Devant l’OIT, Macron plaidera mardi pour une mondialisation plus sociale

PARIS, 7 juin 2019 (AFP) – Emmanuel Macron plaidera mardi à Genève pour une mondialisation avec davantage de justice sociale et moins d’inégalités, lors d’un discours devant l’Organisation internationale du Travail (OIT), qui fête cette année ses 100 ans, a indiqué l’Elysée.

En recevant vendredi à l’Elysée le Premier ministre suédois Stefan Lovfen, Emmanuel Macron a ainsi souligné la volonté des deux pays « d’avancer vers une mondialisation plus sociale » et de « consolider le pilier européen des droits sociaux ».

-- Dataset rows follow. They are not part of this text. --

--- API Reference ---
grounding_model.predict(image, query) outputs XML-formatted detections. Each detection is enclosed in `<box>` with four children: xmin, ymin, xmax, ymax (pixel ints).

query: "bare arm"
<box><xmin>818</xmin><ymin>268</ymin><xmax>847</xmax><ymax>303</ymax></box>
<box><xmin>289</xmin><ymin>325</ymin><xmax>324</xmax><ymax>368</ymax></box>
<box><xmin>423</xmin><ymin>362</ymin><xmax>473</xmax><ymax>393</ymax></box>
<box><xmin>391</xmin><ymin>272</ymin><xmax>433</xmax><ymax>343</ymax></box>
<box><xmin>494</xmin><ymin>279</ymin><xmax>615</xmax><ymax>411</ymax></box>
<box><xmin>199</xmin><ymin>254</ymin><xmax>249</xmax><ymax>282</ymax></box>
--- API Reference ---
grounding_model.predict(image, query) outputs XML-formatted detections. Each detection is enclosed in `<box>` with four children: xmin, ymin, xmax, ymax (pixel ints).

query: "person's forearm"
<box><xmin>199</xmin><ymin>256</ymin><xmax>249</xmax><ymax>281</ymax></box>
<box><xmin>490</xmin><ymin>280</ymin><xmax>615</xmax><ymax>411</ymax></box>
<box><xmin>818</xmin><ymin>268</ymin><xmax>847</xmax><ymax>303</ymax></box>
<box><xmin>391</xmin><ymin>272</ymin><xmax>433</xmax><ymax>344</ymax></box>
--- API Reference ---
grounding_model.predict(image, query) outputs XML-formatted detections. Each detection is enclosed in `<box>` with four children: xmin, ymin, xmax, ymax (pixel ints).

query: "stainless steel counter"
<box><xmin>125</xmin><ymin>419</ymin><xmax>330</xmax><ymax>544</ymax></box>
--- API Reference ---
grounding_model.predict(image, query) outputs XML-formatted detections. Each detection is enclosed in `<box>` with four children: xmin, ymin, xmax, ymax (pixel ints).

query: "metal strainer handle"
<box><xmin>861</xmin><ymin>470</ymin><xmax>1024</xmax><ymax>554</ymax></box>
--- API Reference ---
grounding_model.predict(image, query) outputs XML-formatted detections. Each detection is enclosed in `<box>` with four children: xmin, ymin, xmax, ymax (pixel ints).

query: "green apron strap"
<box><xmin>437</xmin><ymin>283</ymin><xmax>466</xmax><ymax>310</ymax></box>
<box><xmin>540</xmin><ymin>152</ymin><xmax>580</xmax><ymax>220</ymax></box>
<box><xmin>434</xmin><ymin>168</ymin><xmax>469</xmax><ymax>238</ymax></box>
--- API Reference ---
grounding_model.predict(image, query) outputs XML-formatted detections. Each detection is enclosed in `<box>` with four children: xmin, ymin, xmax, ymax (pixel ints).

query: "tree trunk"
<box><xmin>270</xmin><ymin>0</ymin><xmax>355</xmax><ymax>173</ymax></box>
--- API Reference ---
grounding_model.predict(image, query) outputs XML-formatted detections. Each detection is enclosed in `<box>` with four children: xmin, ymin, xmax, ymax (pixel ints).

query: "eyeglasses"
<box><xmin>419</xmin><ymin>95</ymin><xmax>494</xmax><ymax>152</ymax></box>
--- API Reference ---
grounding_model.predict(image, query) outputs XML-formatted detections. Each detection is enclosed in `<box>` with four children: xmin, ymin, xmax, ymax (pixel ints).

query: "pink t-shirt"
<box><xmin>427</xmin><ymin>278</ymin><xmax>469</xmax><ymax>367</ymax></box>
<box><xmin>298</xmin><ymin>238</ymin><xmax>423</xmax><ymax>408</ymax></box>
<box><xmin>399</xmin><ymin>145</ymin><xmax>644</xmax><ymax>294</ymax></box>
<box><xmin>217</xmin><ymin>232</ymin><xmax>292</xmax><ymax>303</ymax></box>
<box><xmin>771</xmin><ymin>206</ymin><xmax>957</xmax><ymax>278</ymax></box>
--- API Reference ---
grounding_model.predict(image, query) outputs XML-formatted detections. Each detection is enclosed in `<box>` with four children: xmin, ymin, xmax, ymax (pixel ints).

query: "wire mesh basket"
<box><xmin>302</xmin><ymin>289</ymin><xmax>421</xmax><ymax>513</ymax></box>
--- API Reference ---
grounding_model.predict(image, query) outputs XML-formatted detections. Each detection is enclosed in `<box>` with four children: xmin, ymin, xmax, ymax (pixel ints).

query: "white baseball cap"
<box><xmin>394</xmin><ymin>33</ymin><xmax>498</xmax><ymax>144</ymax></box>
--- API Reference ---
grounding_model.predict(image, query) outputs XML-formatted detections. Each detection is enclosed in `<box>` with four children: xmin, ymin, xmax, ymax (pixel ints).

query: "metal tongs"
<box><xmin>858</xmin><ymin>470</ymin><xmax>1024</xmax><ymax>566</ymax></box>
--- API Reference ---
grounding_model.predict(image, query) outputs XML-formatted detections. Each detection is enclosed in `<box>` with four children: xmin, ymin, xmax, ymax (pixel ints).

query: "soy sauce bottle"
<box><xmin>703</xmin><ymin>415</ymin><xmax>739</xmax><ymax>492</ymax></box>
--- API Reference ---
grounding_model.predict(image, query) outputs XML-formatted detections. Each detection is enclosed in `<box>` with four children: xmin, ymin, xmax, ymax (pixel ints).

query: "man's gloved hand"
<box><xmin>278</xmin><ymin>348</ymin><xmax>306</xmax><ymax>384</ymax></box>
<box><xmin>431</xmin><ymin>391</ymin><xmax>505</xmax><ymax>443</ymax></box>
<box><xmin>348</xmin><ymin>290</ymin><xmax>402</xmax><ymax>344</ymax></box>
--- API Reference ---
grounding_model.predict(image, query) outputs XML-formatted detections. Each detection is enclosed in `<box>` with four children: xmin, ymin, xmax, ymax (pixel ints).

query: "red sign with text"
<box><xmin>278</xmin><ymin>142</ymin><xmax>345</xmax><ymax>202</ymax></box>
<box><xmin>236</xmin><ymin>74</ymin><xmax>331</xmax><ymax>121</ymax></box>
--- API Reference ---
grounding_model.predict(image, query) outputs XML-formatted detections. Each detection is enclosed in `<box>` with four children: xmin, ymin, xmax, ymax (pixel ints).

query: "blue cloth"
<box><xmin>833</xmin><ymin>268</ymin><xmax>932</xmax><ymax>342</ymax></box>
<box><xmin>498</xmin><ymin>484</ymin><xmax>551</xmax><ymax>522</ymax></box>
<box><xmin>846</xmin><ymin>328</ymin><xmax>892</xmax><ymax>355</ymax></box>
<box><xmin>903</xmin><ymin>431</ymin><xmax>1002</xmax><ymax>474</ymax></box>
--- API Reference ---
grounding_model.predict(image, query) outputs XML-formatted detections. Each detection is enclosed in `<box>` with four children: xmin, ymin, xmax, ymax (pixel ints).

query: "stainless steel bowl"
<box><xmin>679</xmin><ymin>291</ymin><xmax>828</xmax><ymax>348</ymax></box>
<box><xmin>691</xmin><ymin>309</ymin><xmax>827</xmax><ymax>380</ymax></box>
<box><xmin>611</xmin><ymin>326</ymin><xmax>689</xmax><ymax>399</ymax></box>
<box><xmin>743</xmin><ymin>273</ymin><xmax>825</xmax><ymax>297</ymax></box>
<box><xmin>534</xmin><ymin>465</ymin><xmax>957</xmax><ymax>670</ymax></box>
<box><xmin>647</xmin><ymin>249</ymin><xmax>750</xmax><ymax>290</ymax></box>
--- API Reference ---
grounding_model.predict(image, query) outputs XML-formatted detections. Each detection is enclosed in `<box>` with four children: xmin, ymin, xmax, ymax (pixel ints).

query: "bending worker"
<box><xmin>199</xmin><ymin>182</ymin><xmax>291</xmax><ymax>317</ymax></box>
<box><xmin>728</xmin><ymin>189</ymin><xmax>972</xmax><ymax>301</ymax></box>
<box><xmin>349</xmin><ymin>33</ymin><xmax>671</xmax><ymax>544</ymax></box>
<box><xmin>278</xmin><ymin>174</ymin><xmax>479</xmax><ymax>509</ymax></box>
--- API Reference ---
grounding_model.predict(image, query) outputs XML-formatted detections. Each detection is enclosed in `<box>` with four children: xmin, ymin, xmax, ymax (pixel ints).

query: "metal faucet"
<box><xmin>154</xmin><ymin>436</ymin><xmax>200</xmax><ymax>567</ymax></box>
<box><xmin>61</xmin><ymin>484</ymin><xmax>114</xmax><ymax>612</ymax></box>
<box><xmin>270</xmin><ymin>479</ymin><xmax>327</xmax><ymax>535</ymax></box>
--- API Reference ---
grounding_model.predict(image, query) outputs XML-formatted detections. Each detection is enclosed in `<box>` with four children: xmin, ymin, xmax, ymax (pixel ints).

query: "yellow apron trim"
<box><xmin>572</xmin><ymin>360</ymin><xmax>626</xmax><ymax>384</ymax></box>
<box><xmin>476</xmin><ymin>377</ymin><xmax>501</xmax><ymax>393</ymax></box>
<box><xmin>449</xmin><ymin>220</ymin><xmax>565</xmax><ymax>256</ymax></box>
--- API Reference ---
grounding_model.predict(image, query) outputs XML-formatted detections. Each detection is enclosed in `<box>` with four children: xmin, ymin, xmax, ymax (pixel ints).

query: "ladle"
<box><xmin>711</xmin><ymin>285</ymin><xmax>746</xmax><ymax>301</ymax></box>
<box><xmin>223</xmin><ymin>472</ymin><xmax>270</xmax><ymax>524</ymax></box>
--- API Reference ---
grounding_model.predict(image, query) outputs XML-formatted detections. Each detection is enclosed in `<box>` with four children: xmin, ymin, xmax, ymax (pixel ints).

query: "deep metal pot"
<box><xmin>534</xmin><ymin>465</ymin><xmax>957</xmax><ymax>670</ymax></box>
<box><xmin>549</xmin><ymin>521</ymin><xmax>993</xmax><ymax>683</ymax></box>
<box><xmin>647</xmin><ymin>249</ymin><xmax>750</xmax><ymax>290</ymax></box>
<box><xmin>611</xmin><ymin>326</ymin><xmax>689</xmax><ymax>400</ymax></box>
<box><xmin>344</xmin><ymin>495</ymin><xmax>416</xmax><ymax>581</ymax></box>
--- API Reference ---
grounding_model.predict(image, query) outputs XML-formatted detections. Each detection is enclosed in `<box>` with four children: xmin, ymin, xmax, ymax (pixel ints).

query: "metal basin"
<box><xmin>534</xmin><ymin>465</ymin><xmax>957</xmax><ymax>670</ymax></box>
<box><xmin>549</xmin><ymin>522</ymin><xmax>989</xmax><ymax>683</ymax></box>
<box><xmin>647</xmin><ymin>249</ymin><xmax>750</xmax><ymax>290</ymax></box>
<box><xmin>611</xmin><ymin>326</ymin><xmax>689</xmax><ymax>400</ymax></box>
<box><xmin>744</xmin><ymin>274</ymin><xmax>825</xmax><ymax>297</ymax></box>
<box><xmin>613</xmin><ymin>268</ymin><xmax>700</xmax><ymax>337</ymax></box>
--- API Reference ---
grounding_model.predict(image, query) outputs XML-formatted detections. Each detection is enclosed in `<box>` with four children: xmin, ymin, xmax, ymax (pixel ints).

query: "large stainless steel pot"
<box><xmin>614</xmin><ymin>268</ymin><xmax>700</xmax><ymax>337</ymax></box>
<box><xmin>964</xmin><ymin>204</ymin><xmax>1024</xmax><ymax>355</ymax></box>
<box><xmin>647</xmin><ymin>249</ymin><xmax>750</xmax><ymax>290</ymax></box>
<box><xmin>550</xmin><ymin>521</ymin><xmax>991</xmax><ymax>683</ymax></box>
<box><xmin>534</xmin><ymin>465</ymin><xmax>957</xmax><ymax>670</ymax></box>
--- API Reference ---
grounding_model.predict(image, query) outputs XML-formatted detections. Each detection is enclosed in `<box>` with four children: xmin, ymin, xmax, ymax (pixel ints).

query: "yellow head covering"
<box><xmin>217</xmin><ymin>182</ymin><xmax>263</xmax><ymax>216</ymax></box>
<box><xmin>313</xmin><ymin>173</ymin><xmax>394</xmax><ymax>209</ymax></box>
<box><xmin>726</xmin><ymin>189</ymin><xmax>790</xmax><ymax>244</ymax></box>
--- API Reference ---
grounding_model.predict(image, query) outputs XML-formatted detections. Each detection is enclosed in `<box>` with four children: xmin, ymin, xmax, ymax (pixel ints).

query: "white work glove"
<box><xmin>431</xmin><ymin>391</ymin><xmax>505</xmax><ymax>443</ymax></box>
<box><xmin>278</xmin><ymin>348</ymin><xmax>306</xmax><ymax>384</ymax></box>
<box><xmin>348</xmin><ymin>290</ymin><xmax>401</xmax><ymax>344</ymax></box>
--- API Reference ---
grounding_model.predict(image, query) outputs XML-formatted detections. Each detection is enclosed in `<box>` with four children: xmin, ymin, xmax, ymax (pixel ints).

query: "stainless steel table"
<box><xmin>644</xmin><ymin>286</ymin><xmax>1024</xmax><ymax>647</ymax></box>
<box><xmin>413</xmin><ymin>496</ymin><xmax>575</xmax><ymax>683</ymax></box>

« Que ce soit au G7 ou en Europe, le travail franco-suédois est celui d’une plus grande exigence sociale et d’une mondalisation qui ne peut se faire aux dépens ni des classes moyennes ni des travailleurs », a-t-il dit.

Comme il l’a déjà fait devant l’ONU, le président français mettra en avant à l’OIT la lutte contre les inégalités et la prise en compte des normes internationales du travail dans les accords multilatéraux, position que défend la France également au « G7 social » qui se déroule jeudi et vendredi à Paris.

Au programme du centenaire de l’OIT, où s’exprimeront de nombreux dirigeants internationaux, figure l’adoption d’une convention sur l’élimination des violences et du harcèlement dans le monde du travail.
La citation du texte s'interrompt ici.